The pion light-cone distribution amplitude from the pion electromagnetic form factor

TL;DR

This paper uses a novel dispersion relation approach combined with QCD sum rules and experimental data to extract the pion's light-cone distribution amplitude, providing new constraints on its shape.

Contribution

It introduces a dispersion relation between spacelike and timelike form factors to determine the pion distribution amplitude's Gegenbauer moments from experimental data.

Findings

Excludes the asymptotic distribution amplitude shape.

Disfavors a model with only $a_2$ nonzero.
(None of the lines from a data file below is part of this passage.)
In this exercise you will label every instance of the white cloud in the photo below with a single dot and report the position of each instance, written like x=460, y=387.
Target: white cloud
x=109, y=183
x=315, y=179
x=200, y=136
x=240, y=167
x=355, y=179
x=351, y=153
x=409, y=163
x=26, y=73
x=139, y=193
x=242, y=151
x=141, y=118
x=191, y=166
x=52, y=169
Finds $a_2$ and $a_4$ within specific ranges at 1 GeV.

Abstract

We suggest to probe the pion light-cone distribution amplitude, applying a dispersion relation for the pion electromagnetic form factor. Instead of the standard dispersion relation, we use the equation between the spacelike form factor $F_\pi(Q^2)$ and the integrated modulus of the timelike form factor. For $F_\pi(Q^2)$, the QCD light-cone sum rule with a dominant twist-2 term is used. Adopting for the pion twist-2 distribution amplitude a certain combination of the first few Gegenbauer polynomials, it is possible to fit their coefficients $a_{2,4,6,...}$ (Gegenbauer moments) from this equation, employing the measured pion timelike form factor. For the exploratory fit we use the data of the BaBar collaboration. The results definitely exclude the asymptotic twist-2 distribution amplitude. Also the model with a single $a_2\neq 0$ is disfavoured by the fit. Considering the models with $a_{n>2}\neq 0$, we find that the fitted values of the second and fourth Gegenbauer moments cover the intervals $a_2 (1 \mbox{GeV}) = (0.22 - 0.33) $, $a_4 (1 \mbox{GeV}) = (0.12 - 0.25) $. The higher moments starting from $a_{8}$ are consistent with zero, albeit with large uncertainties. The spacelike pion form factor obtained in two different ways, from the dispersion relation and from the light-cone sum rule, agrees, within uncertainties, with the measurement by the Jefferson Lab $F_\pi$ collaboration.